L refers to learning algorithm.
# Filtering
- Faster speed
- Ignores the learning problem
- Isolated features, fails to account cases where a feature might prove valuable when combined with another feature to solve a particular learning problem
# Wrapping
- Super slow
- Takes into account model bias and learning
# Criterion to use for filtering
- Information gain (like in Decision Trees)
- Variance/Entropy/Gini Index
- Independent features / non-correlated features
# Wrapping techniques
- Randomized optimization
- Forward search
- Consider all features one-by-one and see which performs best with the learner.
- Add that feature to the bucket of selected features (initially empty)
- Take the bucket of selected features and pair remaining features one-at-a-time to find out addition of which remaining feature gives the best outcome.
- Take that best performing feature and repeat from step 2, until you don't see any significant boost of scores.
- Backward search
- Consider all combinations of all-except-one features with the learner and see which leads to the least loss.
- Eliminate that "except-one" feature.
- Take the remaining features and repeat from step 1, until you don't start seeing significant loss.
# Feature Relevance
# Feature Usefulness
# Feature transformation
# Principal Component Analysis (PCA)
PCA is about looking at correlation and maximizing variance so reconstruction is possible.
# Independent Components Analysis (ICA)
ICA is about looking at independence.
Blind source separation / Cocktail party problem is an example of what it can solve.
# PCA vs ICA
Mutually orthogonal: PCA (This is what makes PCA global algorithm)
Mutually independent: ICA
Maximal variance: PCA
Maximal mutual information: ICA
Ordered features: PCA
Bag of features: ICA, PCA
ICA is highly directional, whereas PCA is not.
- Therefore, ICA is great for sound waves where direction is important,
- ICA is great for images like faces where direction is important.
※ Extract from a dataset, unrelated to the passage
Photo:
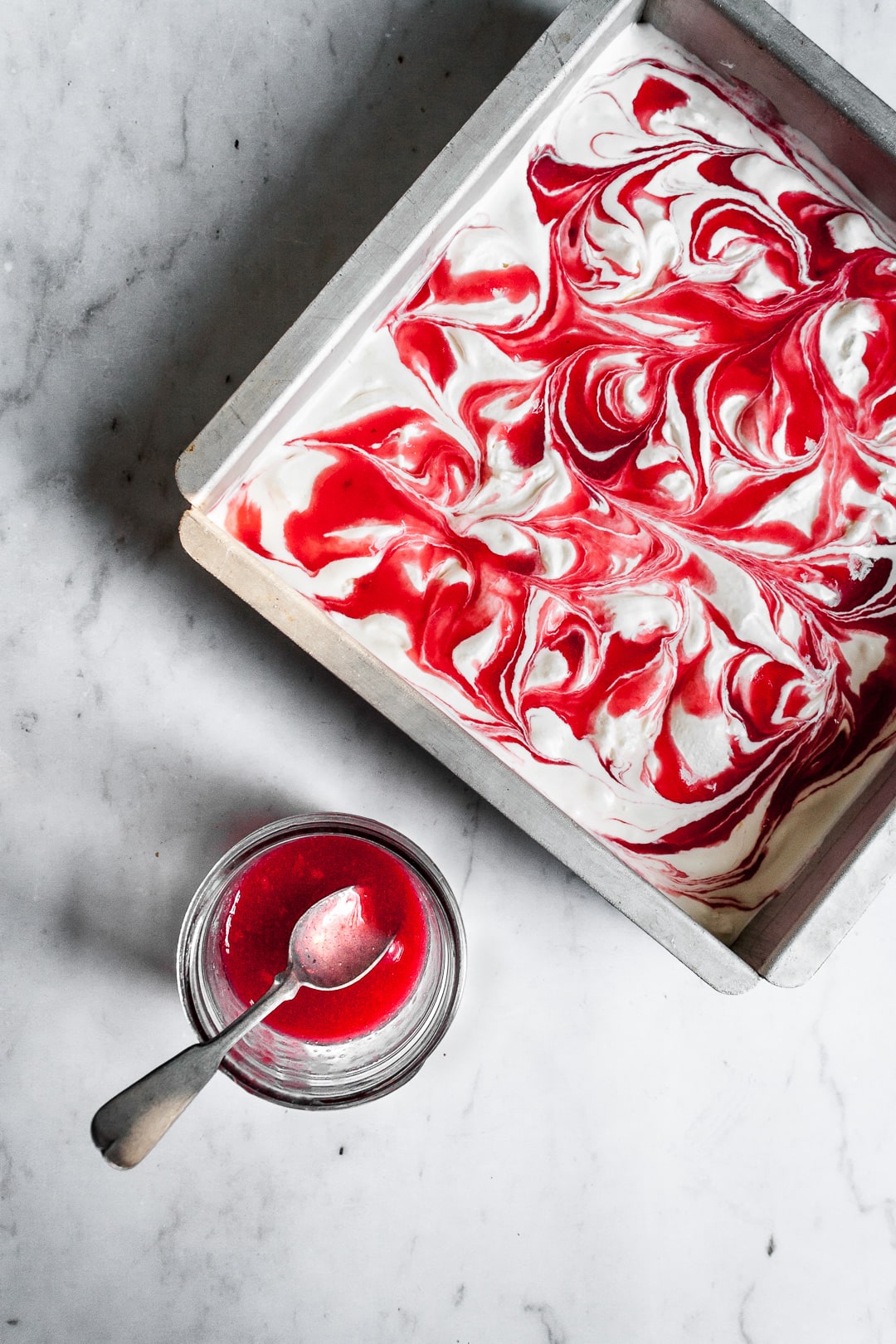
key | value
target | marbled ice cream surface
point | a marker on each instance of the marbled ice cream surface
(614, 483)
ICA ends up detecting noses, eyes, contours, etc whereas PCA finds brightness, average face, so basically anything global.
- For pictures of the world, ICA detects edges, whereas PCA still behaves the same as for faces above.
- For documents, ICA gives topics.
# Random Components Analysis (RCA)
Generates random directions.
Big advantage of RCA: Fast.
# Linear Discriminant Analysis (LDA)
Finds a projection that discriminates based on the label.